20 January 2020

Start in Scotland. While English footpaths are enshrined by tradition, and vigorously defended by dog-walkers and ramblers, in Scotland there is something called the Scottish Outdoor Access Code. This allows anyone to walk anywhere they choose so long as it's not a garden or a commercial property. This confers, if anything, even greater rights.

Take Blervie House, a 40-minute drive from Inverness, that basks in a sunny microclimate near the Moray Firth. It's a substantial property set in an estate spreading over 250 acres: there are plenty of very long walks you can do from the door. If you'd prefer to ride this can be arranged too: Blervie House has its own stabling, so your horses can also stay B&B and head out for rides 25 miles long, and in all that distance only cross one road.

Jump in your car and your choices expand. There are river walks, beach walks, mountain hikes and more. Established trails in the area include the Dava Way, the Speyside Way and the Moray Coastal Trail. In June there is also the Moray Outdoor Walking Festival, a 12-day walking junket that offers phenomenal hikes.

Drop down to Wales and The Old Vicarage is a mile from Offa's Dyke, the well-trodden trail that marks the traditional border between England and Wales. This is always busy. The nearby Mortimer Trail, heading back into England to Ludlow, is quieter. But you can avoid the crowds completely: there are countless walks from the door here that head off across the hills along the Radnorshire/Herefordshire border where you'll never pass a soul.
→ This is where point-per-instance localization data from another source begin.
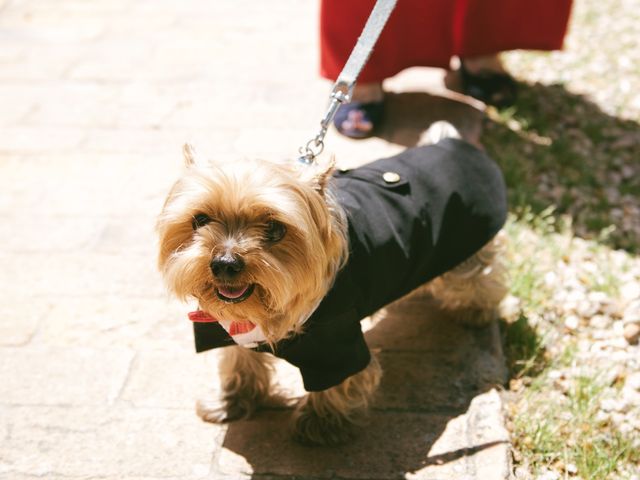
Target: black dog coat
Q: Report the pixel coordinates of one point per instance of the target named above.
(411, 217)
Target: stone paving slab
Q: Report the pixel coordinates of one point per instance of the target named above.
(97, 372)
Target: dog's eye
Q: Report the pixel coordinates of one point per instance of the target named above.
(200, 220)
(275, 231)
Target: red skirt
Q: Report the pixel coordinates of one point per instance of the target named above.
(429, 32)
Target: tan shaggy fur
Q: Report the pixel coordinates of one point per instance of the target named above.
(291, 275)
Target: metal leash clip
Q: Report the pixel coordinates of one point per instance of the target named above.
(340, 94)
(343, 88)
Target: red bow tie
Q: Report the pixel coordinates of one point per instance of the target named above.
(235, 328)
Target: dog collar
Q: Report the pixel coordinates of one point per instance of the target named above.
(246, 334)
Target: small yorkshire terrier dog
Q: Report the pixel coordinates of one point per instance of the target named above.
(285, 259)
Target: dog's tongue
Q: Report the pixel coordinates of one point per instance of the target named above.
(233, 292)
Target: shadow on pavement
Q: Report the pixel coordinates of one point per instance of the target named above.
(433, 368)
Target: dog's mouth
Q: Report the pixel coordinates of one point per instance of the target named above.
(235, 294)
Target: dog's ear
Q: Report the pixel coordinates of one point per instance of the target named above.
(190, 155)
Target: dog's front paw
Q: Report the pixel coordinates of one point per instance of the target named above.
(311, 428)
(225, 410)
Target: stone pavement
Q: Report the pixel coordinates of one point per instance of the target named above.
(98, 377)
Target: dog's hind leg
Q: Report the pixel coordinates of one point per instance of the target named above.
(329, 417)
(473, 290)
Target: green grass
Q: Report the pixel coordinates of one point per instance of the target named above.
(552, 428)
(565, 430)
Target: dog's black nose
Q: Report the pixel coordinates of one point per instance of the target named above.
(226, 266)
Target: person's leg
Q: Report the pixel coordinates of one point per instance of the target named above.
(484, 28)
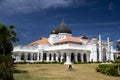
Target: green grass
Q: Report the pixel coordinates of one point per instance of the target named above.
(59, 72)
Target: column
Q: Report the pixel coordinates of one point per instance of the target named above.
(52, 57)
(41, 56)
(61, 58)
(19, 56)
(38, 56)
(25, 56)
(56, 57)
(100, 48)
(31, 57)
(76, 57)
(81, 57)
(48, 58)
(68, 58)
(88, 57)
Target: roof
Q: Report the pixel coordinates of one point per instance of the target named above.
(90, 42)
(62, 28)
(43, 41)
(69, 39)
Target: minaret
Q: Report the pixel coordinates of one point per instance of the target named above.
(100, 48)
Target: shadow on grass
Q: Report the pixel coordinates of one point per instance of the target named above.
(19, 71)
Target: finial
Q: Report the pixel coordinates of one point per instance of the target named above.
(62, 21)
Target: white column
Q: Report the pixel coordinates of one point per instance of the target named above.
(48, 57)
(81, 57)
(26, 56)
(52, 57)
(31, 57)
(56, 57)
(88, 57)
(76, 57)
(100, 49)
(38, 56)
(19, 56)
(68, 58)
(41, 56)
(61, 57)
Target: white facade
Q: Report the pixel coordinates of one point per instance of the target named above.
(63, 47)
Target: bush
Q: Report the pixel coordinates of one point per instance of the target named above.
(109, 69)
(117, 61)
(6, 68)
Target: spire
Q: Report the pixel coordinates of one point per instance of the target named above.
(62, 21)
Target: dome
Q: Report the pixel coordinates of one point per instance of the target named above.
(62, 28)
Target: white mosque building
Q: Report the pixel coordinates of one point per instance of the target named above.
(61, 46)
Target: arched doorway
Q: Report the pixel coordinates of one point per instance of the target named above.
(84, 57)
(104, 54)
(79, 57)
(44, 56)
(72, 57)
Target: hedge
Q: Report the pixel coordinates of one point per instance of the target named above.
(109, 69)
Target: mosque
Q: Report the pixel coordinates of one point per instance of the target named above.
(61, 46)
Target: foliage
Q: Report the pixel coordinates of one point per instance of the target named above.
(109, 69)
(7, 37)
(117, 61)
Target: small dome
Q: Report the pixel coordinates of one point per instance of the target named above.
(62, 28)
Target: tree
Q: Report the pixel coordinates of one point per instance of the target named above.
(7, 37)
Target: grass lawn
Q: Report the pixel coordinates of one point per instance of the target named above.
(58, 72)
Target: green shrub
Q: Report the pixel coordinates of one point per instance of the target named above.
(117, 61)
(109, 69)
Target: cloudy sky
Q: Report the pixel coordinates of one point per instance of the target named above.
(36, 18)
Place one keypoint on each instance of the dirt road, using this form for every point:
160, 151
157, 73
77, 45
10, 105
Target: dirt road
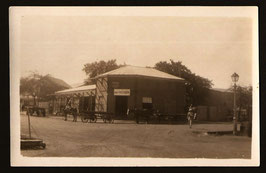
69, 139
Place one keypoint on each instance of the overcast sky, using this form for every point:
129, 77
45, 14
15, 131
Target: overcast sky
212, 47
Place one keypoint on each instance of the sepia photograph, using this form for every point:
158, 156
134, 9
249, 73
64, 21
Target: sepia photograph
134, 86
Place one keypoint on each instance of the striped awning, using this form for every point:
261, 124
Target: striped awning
87, 90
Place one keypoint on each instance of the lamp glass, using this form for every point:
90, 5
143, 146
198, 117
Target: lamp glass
235, 77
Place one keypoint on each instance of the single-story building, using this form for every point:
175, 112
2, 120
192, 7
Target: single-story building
128, 87
131, 87
82, 98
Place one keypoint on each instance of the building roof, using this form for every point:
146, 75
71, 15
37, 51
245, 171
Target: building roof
58, 82
77, 89
139, 71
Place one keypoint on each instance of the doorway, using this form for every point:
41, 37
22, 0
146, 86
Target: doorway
121, 105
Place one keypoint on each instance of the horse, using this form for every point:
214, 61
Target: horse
140, 114
71, 111
192, 114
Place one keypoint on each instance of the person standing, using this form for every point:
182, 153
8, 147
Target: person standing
190, 115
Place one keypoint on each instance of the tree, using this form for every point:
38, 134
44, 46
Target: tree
243, 99
96, 68
39, 86
197, 87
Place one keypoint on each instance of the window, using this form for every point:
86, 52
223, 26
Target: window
147, 103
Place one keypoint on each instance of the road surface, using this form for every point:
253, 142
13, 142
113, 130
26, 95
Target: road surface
127, 139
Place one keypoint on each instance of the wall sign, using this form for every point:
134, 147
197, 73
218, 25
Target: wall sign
115, 84
146, 100
122, 92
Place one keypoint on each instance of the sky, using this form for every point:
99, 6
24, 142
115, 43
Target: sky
213, 47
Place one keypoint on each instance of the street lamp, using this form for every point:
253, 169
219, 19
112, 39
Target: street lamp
235, 78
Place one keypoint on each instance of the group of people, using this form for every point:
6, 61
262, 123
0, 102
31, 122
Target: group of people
191, 115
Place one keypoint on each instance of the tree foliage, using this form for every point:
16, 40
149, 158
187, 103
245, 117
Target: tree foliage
99, 67
197, 87
243, 99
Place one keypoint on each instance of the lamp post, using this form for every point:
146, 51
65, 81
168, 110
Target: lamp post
235, 78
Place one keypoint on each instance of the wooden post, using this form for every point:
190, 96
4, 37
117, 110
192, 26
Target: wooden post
29, 124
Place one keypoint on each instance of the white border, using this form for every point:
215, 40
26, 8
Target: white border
15, 14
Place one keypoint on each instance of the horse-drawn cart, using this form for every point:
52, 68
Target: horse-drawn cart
35, 109
94, 115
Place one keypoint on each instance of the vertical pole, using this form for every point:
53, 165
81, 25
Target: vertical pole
235, 120
29, 125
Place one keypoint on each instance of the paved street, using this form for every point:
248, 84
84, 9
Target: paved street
127, 139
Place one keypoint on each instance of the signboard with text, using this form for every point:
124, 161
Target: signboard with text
122, 92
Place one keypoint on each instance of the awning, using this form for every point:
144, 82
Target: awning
86, 90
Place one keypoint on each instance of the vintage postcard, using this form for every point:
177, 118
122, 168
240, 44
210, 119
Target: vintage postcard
134, 86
Your hosts here have devised a range of their favourite walks, allowing you to set out for as little as one hour or as many as three. With a choice of B&B or self-catering accommodation available at The Old Vicarage, this is a perfect base from which to explore this beautifully rural part of Wales.

Head south to Pembrokeshire and there are two Wolsey Lodges that are great for Walkers. The Pembrokeshire Coast Path is one of the UK's most stunning walks, covering 186 sinuous miles around a dramatic coastline. This presents as good a reason as any to stop at Fishguard, as used to film 'Under Milkwood'. Under Milwood was not an especially cheerful film though. After a taste of atmospheric rural Wales make the short climb up to The Manor Town House in the Upper Town where you'll find a whole other world. Store your bikes if you have them, rent bikes if you want them, but otherwise just settle back and drink in the spectacular views. 
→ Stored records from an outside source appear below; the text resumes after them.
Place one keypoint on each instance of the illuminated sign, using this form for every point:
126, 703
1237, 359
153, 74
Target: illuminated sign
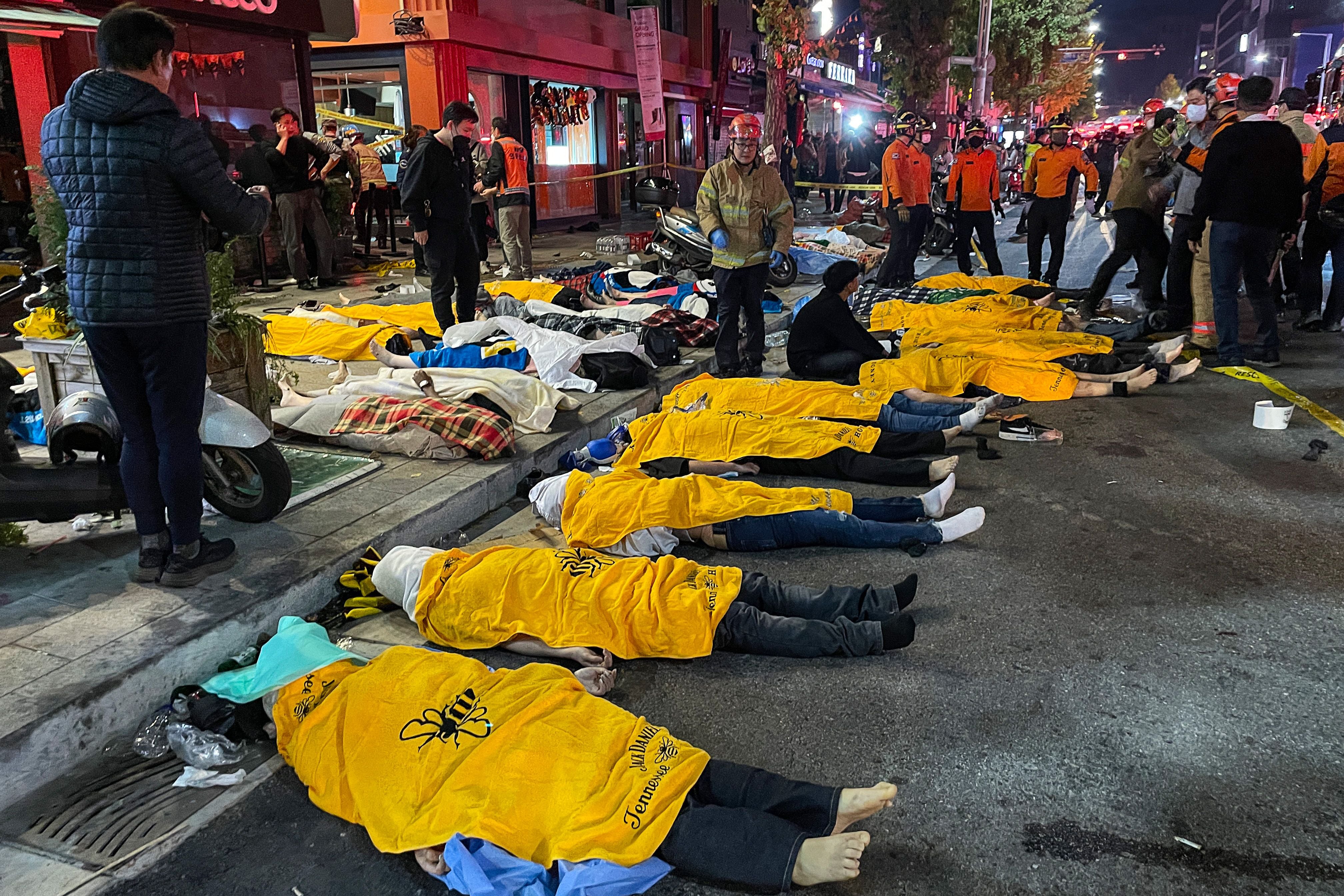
841, 72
The Pembrokeshire Coastal Path has recently been voted the 3rd best walking route in the world, so stick with it until you get to Pembroke and then from here it's a level three miles (cutting something of a corner) to reach Elm Grove Country House. Set just by the tiny village of St Florence near Tenby, this is perfect for countless walks in the Pembrokeshire Coast National Park and your hosts here do everything they can to help. They have a large database of walking maps which they can print as required, all rooms have thermos flasks you can take out for your hike, and they'll also advise on pubs and cafes along your chosen route. There's a page on their website that gives further details.
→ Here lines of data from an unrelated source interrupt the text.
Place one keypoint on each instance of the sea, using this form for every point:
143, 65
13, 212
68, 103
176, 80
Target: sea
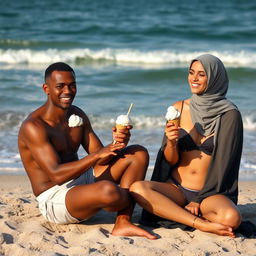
123, 52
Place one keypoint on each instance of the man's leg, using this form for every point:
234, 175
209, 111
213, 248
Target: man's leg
130, 166
84, 201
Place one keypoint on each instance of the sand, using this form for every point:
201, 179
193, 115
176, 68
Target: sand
23, 231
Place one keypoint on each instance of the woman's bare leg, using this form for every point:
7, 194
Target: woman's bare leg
165, 200
220, 209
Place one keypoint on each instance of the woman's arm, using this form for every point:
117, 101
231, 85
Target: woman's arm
222, 176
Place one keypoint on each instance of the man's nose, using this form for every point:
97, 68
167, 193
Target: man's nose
66, 89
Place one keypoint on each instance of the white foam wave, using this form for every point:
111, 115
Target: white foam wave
121, 56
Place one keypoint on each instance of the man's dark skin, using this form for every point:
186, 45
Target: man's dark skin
48, 149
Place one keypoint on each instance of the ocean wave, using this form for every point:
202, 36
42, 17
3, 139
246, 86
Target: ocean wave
122, 56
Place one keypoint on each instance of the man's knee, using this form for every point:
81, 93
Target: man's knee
139, 188
109, 192
137, 152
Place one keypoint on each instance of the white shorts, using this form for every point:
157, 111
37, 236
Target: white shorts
52, 201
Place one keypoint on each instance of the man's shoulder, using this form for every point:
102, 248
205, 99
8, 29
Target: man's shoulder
33, 121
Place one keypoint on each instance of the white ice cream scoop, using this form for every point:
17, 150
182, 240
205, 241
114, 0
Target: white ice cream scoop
172, 113
75, 121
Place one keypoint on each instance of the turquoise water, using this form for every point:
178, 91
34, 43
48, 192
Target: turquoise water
123, 52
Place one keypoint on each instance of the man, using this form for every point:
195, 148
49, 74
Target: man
70, 190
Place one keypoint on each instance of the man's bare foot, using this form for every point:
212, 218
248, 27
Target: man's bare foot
124, 227
213, 227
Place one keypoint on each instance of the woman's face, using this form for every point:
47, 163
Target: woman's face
197, 78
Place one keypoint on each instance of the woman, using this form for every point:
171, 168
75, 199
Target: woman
195, 177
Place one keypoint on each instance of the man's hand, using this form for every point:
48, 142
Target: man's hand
122, 136
106, 153
193, 207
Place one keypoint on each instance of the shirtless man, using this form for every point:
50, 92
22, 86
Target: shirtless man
70, 190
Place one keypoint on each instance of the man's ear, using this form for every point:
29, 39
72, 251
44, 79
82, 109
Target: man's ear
46, 89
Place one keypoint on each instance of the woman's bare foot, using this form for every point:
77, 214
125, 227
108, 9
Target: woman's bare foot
213, 227
123, 227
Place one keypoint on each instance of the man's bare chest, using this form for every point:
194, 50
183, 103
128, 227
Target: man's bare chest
65, 140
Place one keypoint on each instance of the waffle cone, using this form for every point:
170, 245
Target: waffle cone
176, 122
120, 127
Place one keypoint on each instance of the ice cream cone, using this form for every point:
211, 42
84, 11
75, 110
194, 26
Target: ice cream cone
120, 127
176, 122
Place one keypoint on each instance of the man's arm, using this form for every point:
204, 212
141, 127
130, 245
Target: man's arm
35, 137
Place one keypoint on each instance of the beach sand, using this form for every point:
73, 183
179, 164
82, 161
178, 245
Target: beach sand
23, 231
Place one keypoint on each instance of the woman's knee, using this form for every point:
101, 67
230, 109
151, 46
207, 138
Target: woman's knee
139, 187
231, 217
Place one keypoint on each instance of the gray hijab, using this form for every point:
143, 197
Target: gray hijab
206, 108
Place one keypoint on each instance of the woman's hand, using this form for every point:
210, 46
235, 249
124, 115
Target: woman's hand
193, 207
172, 132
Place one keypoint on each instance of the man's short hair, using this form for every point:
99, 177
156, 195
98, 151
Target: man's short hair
58, 66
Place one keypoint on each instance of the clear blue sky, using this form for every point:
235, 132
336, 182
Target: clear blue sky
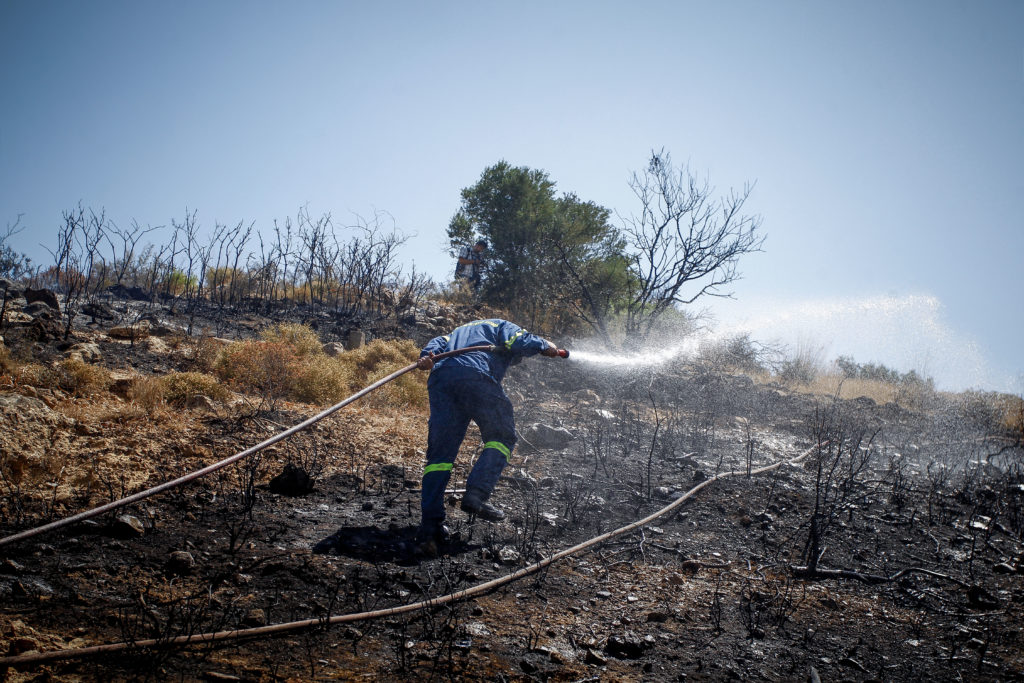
885, 137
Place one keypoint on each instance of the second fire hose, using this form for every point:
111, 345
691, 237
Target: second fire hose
134, 498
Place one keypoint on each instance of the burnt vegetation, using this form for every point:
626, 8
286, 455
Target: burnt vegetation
892, 551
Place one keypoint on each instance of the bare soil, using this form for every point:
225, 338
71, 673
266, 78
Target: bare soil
919, 535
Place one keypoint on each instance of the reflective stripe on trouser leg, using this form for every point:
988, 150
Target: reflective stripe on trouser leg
488, 467
435, 478
446, 430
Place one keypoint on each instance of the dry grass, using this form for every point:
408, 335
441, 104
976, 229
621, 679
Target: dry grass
1013, 415
179, 388
301, 339
204, 350
289, 363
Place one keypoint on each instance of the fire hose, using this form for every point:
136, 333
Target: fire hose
134, 498
479, 589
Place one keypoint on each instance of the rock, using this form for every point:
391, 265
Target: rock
85, 351
161, 330
527, 667
157, 345
334, 349
521, 480
355, 339
22, 645
129, 293
98, 311
43, 296
16, 316
139, 330
626, 646
40, 309
12, 290
180, 562
255, 616
508, 555
127, 526
979, 598
545, 436
292, 481
122, 382
202, 402
15, 409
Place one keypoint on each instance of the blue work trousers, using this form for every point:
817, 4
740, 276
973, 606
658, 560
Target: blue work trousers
457, 396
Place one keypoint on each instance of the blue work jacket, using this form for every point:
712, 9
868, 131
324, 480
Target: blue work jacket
512, 341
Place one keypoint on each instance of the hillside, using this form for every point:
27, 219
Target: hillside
893, 551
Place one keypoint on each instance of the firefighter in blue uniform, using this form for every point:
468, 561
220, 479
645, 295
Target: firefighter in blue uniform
464, 387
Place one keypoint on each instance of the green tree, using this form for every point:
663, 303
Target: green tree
551, 260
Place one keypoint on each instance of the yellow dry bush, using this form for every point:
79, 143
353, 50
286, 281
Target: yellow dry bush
325, 381
6, 364
380, 358
33, 374
204, 351
300, 338
147, 392
80, 378
267, 369
179, 388
1013, 416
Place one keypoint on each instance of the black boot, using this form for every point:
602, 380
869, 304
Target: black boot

Let's not forget our Wolsey Lodges in Ireland. Temple House in County Sligo has a very relaxed attitude to walking. Most of the time they just release you into the grounds. It's in a thousand acres of rolling parkland, with its own lake, boathouse (with boats you're welcome to use), ruins and woodlands, and they take pride in never yet having lost a guest.

There's a growing interest in walking in Ireland though, and Sligo Walks is a good place to choose some specific expeditions that suit your fitness levels and interests. They also have two local guides who can take guests on specialised walks, focussing either on history or nature. Further details can be found on Temple House's website.

Whether you're in Wales, Eire, or Scotland, Wolsey Lodges has a walk for you. And a place to stay.